The Big Word did not respond to Rest of World’s request for comment.
Whether automated or not, translation flubs in Pashto and Dari have become commonplace. As recently as early April, the German Embassy to Afghanistan posted a tweet in Pashto decrying the Taliban’s ban on women working. The tweet was quickly ridiculed by native speakers, with some quote tweets claiming that not a single sentence was legible.
“Kindly please don’t insult our language. Thousands [of] Pashtun are living in Germany but still they don’t hire an expert for Pashto,” posted one user, researcher Afzal Zarghoni. The German Embassy later deleted the tweet.
Seemingly trivial translation errors can sometimes lead to harmful distortions when drafting asylum applications.
“[Machine translation] doesn’t have a cultural awareness. Especially if you’re doing things like a personal statement that’s handwritten by someone,” Damian Harris-Hernandez, co-founder of the Refugee Translation Project, told Rest of World. “The person might not be perfect at writing, and also might use metaphors, might use idioms, turns of phrases that if you take literally, don’t make any sense at all.”
Based in New York, the Refugee Translation Project works extensively with Afghan refugees, translating police reports, news clippings, and personal testimonies to bolster claims that asylum seekers have a credible fear of persecution. When machine translation is used to draft these documents, cultural blind spots and failures to understand regional colloquialisms can introduce inaccuracies. These errors can compromise claims in the rigorous review so many Afghan refugees experience.
Dari and Pashto are currently Refugee Translation Project’s most frequently requested languages, according to Harris-Hernandez. Despite the demand, the organization refuses to use automated translation tools, relying exclusively on human translators.
“There’s not really a lot of advantage to [machine translation]. The advantage comes in if you don’t know the language and you’re trying to translate something for a customer,” Harris-Hernandez said, explaining that the incentives look different for his organization compared to many for-profit providers. “The only thing that matters is the money that comes in.”

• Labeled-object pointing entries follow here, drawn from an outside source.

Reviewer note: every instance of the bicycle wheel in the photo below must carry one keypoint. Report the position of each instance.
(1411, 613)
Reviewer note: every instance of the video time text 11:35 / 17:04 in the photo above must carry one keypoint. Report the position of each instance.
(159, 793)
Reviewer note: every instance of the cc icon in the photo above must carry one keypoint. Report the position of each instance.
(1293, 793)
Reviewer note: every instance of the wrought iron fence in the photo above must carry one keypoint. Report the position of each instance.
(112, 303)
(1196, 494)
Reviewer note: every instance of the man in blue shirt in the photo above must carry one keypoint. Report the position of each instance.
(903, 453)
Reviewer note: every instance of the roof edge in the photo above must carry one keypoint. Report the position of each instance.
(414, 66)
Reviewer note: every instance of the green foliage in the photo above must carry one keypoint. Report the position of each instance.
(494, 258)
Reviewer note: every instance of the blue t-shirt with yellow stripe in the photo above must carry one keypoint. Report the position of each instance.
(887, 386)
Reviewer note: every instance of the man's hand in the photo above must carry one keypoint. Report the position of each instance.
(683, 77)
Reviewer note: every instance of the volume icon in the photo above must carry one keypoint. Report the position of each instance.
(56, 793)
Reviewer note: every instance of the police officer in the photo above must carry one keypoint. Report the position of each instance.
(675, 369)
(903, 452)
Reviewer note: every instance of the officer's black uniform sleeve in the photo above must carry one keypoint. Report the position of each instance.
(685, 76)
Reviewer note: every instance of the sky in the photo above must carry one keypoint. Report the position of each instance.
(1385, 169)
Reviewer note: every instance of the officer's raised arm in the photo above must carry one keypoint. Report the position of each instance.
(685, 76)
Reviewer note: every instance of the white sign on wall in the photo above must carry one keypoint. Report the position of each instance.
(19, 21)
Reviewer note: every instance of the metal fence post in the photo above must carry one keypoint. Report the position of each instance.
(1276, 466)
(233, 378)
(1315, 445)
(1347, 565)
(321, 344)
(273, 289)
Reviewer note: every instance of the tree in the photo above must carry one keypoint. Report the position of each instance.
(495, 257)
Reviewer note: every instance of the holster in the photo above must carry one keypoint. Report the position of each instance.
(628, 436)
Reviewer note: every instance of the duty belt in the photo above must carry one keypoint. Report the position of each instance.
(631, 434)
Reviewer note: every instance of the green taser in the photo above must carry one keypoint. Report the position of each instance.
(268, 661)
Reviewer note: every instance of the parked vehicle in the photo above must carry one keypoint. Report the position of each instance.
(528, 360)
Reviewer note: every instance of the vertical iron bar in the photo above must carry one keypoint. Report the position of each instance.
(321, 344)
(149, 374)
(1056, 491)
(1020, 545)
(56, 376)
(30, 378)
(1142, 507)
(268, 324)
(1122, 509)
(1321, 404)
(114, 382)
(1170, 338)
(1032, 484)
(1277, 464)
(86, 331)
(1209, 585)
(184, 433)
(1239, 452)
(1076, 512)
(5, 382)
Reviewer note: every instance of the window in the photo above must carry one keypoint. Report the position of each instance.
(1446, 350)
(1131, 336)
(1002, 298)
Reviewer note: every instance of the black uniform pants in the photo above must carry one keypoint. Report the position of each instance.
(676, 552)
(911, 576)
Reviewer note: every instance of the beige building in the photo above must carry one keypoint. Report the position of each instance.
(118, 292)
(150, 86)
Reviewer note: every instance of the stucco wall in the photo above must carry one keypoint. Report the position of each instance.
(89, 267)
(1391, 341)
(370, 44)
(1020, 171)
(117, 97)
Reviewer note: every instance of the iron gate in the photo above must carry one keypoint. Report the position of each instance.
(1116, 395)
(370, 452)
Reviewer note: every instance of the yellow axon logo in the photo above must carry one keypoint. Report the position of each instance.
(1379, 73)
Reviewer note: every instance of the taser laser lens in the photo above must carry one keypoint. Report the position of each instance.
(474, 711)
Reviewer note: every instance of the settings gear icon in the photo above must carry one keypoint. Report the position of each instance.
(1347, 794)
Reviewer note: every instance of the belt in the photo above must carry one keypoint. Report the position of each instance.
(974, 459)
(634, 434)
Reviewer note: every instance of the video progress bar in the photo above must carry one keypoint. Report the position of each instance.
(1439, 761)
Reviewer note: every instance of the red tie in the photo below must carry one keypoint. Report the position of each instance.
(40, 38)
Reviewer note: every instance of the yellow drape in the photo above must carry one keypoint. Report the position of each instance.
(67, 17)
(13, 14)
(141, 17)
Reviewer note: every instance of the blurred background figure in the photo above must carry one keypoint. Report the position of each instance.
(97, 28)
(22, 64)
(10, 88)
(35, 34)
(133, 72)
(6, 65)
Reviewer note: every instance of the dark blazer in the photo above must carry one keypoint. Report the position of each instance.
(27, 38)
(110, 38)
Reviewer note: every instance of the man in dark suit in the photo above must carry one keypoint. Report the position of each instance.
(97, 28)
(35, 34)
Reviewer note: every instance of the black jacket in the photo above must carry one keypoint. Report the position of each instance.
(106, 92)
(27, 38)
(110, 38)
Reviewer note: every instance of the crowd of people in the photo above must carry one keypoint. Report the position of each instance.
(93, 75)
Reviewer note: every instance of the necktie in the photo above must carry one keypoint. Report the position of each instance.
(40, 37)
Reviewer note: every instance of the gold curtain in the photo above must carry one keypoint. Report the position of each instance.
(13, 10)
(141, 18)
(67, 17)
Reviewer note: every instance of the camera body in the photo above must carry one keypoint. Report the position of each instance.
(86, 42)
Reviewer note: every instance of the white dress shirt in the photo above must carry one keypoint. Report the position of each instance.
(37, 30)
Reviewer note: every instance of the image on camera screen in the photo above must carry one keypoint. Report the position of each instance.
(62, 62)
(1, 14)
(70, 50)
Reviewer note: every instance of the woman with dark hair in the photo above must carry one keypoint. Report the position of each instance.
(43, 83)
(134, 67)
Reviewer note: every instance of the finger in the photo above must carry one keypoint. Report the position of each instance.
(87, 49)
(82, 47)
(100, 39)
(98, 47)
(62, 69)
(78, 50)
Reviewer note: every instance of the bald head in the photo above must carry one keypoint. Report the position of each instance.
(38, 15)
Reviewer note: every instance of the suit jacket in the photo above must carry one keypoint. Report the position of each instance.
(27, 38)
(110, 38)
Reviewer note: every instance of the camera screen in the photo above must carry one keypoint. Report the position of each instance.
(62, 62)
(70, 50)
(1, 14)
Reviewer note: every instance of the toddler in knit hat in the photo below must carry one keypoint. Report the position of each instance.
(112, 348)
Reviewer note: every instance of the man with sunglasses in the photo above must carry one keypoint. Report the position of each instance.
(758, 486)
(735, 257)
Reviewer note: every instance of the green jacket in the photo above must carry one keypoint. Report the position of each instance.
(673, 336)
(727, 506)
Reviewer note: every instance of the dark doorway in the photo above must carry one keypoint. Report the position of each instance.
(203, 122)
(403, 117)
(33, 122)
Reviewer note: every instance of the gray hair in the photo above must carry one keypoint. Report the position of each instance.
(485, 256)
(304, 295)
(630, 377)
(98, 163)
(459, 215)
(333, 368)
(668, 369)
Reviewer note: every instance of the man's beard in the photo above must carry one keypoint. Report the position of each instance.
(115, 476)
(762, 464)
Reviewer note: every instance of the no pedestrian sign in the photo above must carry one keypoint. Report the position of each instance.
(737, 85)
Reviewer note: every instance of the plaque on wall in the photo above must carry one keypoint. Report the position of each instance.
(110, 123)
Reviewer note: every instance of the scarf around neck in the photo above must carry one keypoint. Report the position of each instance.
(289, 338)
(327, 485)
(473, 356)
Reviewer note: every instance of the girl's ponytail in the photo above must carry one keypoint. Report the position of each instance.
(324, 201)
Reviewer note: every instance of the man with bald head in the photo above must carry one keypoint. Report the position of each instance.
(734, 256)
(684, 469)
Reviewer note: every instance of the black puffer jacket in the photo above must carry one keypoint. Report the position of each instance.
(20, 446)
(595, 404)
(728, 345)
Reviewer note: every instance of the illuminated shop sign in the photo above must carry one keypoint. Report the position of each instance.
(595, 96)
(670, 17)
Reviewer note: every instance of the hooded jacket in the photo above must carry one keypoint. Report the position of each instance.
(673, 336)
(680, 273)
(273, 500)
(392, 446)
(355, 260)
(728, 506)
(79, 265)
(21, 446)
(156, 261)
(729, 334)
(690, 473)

Muhammed Yaseen, a member of the Afghan team at Respond Crisis Translation, told Rest of World that organizations are banning the use of machine translation for good reason. He claims the machine tools he’s tested are unable to translate certain words, such as the terms for some relatives in Dari dialects, and specialized words like military ranks that can be vital to the asylum applications of former U.S.-allied soldiers.
“If we use machines for Afghans, I think we would be unfair to them,” Yaseen said. “I really feel that if we rely on machines, I [am] expecting at least 40% of our decision making on the asylum applications for refugees would be incorrect.”